MAPS (Multiple Antigenic Peptides)
In some applications (whereby a protein carrier is not necessary) multiple peptide strands coupled to a Lysine backbone may be of great use. Typically 4, 8, or 16 copies of the peptide can be synthesized on a small multivalent core consisting of Lysine. The peptide is synthesized by the usual solid-phase peptide synthesis and cleaved from the resin to give the crude MAP-4, -8, or -16. As the molecular weight of the peptide is now increased several-fold, it may serve as a standalone and not require the linkage to a carrier.
How do I write my peptide sequence termini?
The international nomenclature used for the sequence termini is as follows:
- N-terminus: H means free amine (NH2-), Ac means acetyl [CH3C(O)-NH-], Pyr means pyroglutamic acid
- C-terminus: OH means free acid (-COOH), NH2 means amide [-CONH2]

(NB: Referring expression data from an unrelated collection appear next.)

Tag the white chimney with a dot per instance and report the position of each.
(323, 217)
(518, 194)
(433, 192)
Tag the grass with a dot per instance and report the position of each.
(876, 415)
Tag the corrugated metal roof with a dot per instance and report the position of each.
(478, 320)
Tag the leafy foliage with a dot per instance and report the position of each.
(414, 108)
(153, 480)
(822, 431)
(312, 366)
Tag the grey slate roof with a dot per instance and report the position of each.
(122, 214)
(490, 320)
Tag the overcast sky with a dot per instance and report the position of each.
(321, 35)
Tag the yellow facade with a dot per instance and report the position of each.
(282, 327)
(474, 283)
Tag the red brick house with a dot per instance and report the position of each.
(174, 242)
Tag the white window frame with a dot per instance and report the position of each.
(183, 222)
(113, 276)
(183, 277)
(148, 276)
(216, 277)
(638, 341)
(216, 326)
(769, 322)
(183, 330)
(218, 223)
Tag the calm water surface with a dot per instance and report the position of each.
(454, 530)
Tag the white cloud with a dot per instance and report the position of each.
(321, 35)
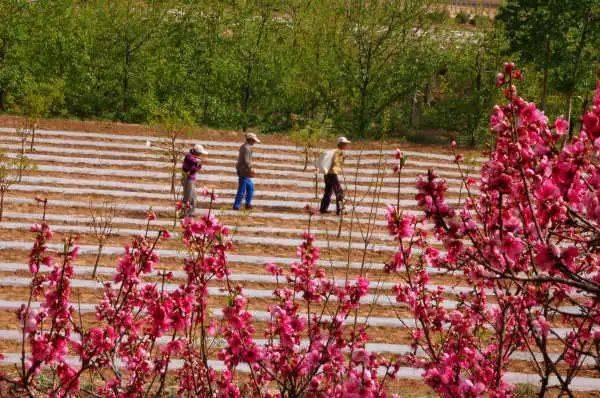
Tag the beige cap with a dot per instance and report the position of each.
(253, 137)
(198, 149)
(344, 140)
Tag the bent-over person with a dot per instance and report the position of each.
(192, 164)
(245, 172)
(332, 181)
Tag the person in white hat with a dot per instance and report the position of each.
(192, 163)
(332, 181)
(245, 172)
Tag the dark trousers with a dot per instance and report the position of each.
(332, 184)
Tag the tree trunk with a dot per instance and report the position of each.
(125, 81)
(570, 111)
(32, 138)
(173, 174)
(2, 99)
(545, 80)
(98, 255)
(415, 113)
(3, 51)
(2, 203)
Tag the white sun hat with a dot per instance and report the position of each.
(253, 137)
(344, 140)
(198, 149)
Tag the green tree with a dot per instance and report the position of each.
(13, 17)
(560, 38)
(375, 46)
(37, 102)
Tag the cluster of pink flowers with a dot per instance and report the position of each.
(308, 353)
(528, 237)
(144, 331)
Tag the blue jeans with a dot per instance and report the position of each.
(245, 188)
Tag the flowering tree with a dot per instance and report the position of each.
(332, 360)
(526, 243)
(145, 332)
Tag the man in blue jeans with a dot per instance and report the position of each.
(245, 173)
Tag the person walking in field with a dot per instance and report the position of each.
(245, 172)
(192, 163)
(332, 167)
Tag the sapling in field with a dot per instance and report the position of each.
(174, 125)
(37, 102)
(8, 176)
(23, 162)
(101, 226)
(308, 138)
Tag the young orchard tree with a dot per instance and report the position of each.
(101, 226)
(173, 124)
(373, 57)
(8, 177)
(38, 100)
(527, 240)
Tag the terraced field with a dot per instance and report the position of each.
(77, 171)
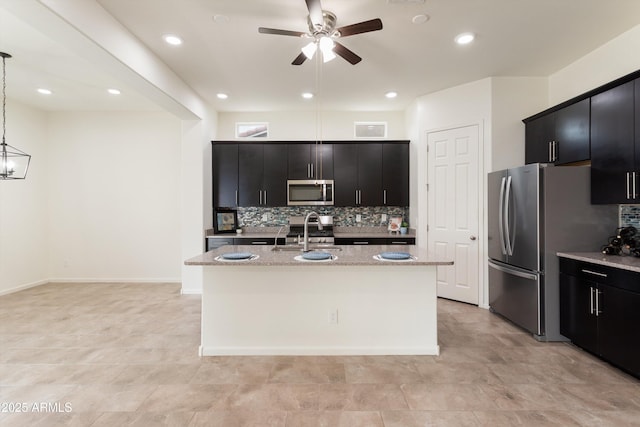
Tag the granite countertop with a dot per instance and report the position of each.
(338, 231)
(622, 262)
(346, 255)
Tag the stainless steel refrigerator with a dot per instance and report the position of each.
(534, 212)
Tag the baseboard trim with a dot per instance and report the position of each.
(92, 280)
(23, 287)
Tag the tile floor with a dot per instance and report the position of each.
(126, 354)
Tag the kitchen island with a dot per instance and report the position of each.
(354, 304)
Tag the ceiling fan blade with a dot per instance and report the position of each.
(346, 53)
(315, 12)
(263, 30)
(299, 59)
(361, 27)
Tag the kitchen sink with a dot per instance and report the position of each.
(298, 248)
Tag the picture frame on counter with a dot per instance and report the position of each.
(225, 220)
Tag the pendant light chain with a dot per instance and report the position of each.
(318, 80)
(4, 99)
(14, 163)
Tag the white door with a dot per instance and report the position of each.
(453, 219)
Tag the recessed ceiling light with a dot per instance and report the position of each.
(172, 39)
(420, 19)
(465, 38)
(220, 19)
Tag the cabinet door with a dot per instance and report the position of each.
(618, 327)
(538, 134)
(572, 133)
(370, 174)
(274, 182)
(612, 144)
(250, 173)
(577, 321)
(395, 174)
(225, 175)
(324, 167)
(302, 163)
(299, 159)
(345, 163)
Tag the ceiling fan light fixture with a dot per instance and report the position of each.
(326, 47)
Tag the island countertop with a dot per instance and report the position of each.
(346, 255)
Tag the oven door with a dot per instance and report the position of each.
(309, 192)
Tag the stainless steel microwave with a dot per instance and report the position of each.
(315, 192)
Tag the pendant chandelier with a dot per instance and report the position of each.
(13, 162)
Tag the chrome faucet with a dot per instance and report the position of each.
(306, 229)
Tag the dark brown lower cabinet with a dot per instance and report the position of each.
(600, 311)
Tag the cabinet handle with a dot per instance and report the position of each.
(594, 273)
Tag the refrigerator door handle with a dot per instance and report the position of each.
(517, 273)
(507, 219)
(503, 246)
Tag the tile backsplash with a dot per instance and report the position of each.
(630, 216)
(342, 216)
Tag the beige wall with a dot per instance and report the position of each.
(614, 59)
(24, 231)
(301, 125)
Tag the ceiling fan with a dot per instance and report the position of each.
(323, 32)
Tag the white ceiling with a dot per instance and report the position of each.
(514, 38)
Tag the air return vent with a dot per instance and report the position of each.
(370, 129)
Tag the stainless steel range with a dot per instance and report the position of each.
(296, 230)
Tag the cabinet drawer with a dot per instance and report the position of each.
(375, 240)
(611, 276)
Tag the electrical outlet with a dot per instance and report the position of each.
(333, 316)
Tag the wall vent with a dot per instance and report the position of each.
(370, 129)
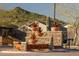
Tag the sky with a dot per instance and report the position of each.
(64, 11)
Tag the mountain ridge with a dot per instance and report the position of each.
(19, 16)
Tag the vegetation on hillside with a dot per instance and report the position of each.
(19, 16)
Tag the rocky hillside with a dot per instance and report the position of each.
(19, 16)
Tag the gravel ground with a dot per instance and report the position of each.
(74, 51)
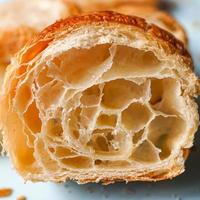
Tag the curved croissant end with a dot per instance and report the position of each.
(100, 97)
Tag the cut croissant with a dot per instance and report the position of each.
(100, 97)
(151, 13)
(154, 15)
(89, 5)
(20, 19)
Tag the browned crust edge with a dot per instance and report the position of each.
(106, 17)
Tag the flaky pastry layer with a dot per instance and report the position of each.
(100, 97)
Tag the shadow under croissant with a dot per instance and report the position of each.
(182, 186)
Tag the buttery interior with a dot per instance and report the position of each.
(109, 106)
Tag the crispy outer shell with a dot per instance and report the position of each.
(75, 52)
(21, 19)
(156, 16)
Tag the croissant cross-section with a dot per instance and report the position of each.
(104, 97)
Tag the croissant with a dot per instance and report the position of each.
(153, 15)
(21, 19)
(101, 97)
(89, 5)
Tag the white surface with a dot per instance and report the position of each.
(184, 187)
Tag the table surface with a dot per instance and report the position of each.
(184, 187)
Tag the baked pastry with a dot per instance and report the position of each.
(20, 19)
(100, 97)
(153, 15)
(89, 5)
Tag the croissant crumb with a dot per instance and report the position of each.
(101, 103)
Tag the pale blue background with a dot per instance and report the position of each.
(184, 187)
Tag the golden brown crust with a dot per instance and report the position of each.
(15, 34)
(153, 15)
(109, 17)
(89, 6)
(104, 20)
(13, 39)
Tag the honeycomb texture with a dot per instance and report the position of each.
(95, 104)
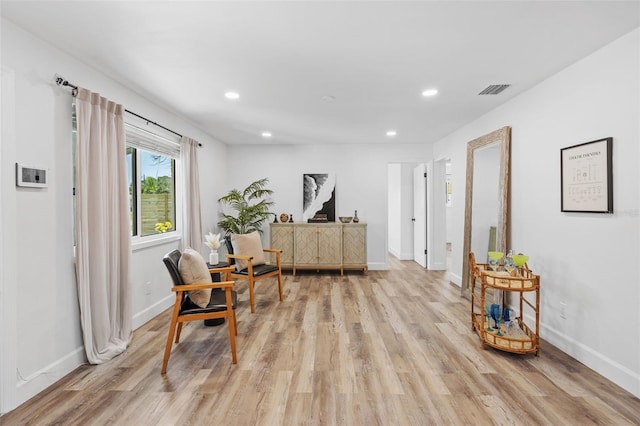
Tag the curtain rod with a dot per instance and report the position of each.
(61, 81)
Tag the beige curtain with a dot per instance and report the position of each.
(102, 227)
(192, 235)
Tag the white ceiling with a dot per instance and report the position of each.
(285, 58)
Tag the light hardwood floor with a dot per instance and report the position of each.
(386, 348)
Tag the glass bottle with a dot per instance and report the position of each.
(509, 264)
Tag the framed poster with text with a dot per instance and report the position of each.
(586, 177)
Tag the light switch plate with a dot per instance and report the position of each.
(32, 177)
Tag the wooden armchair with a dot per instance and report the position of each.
(253, 272)
(221, 303)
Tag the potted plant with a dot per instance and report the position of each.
(251, 206)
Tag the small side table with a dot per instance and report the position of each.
(216, 278)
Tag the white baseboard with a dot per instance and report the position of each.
(377, 266)
(28, 387)
(152, 311)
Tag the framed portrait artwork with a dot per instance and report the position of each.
(586, 177)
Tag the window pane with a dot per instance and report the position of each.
(131, 171)
(157, 188)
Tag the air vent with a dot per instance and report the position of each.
(494, 89)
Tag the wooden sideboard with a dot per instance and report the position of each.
(321, 245)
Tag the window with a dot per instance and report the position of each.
(151, 170)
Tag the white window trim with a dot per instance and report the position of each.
(164, 146)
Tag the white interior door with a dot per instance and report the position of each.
(420, 215)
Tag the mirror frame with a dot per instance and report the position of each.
(502, 136)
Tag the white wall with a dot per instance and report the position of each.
(394, 210)
(49, 342)
(361, 180)
(588, 261)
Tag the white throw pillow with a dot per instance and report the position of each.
(194, 270)
(248, 245)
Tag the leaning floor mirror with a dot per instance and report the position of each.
(486, 218)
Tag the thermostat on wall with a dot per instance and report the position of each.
(31, 176)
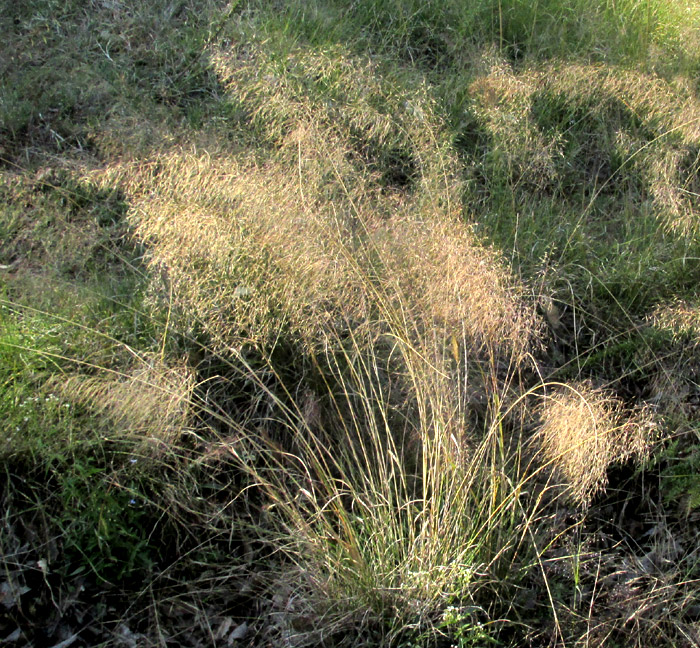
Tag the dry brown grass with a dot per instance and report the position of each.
(586, 430)
(309, 239)
(150, 405)
(652, 125)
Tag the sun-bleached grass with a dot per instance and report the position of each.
(584, 431)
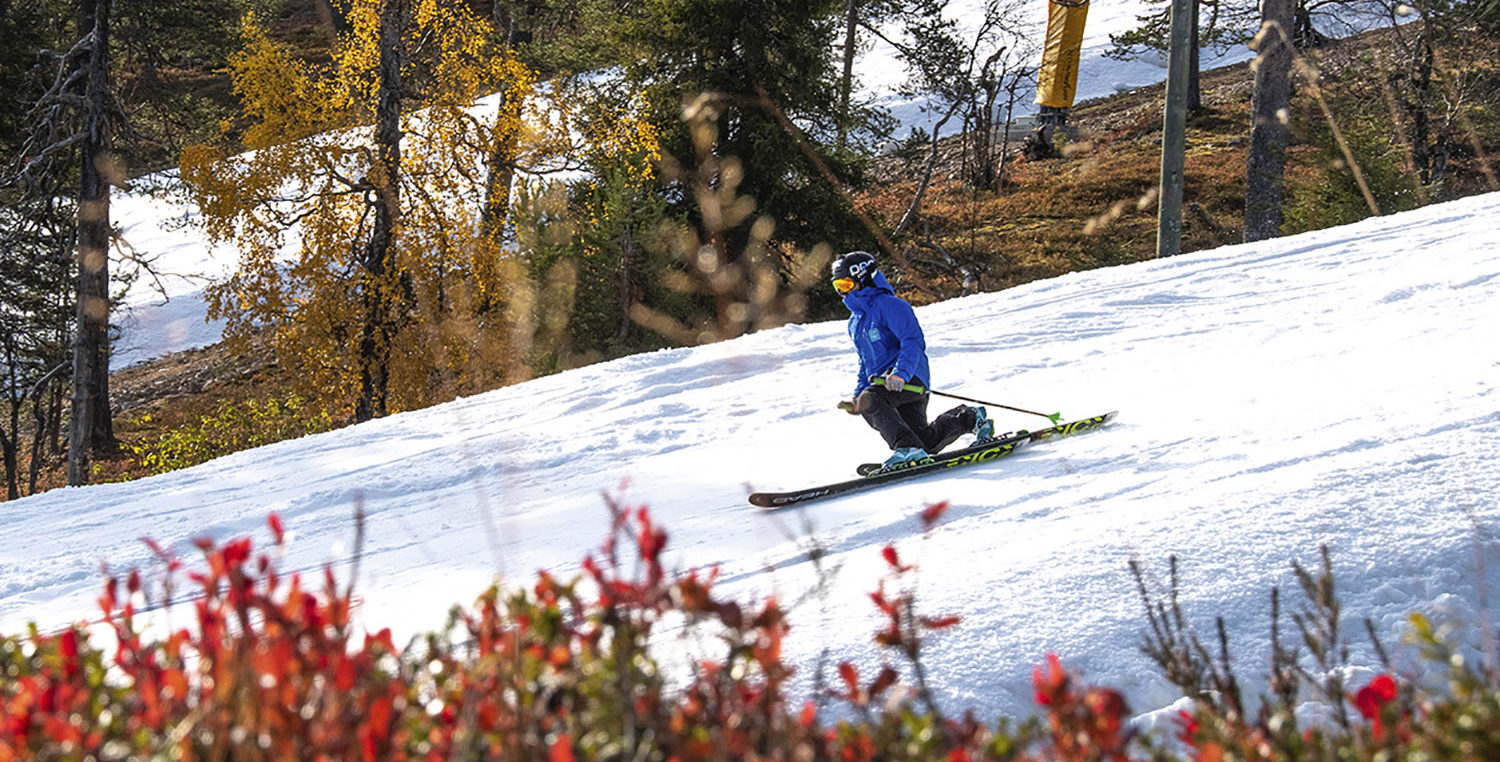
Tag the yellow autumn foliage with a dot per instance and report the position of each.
(297, 197)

- Modifications on the side chain of amino acids are depicted in the parenthesis after the corresponding amino acid. For example; phosphorylated serine = S(PO3H2) or epsilon-N-acetylated lysine = K(Ac)
What is a Pyroglutamyl peptide?
Pyroglutamyl (pGlu) peptides may spontaneously form when either Glutamine (Q) or Glutamic acid (E) is located at the sequence N-terminus. The conversion of Q or E to pGlu is a natural occurrence and in general it is believed that the hydrophobic γ-lactam ring of pGlu may play a role in peptide stability against gastrointestinal proteases. Pyroglutamyl peptides are therefore considered a normal subset of such peptides and are included as part of the peptide purity during HPLC analysis.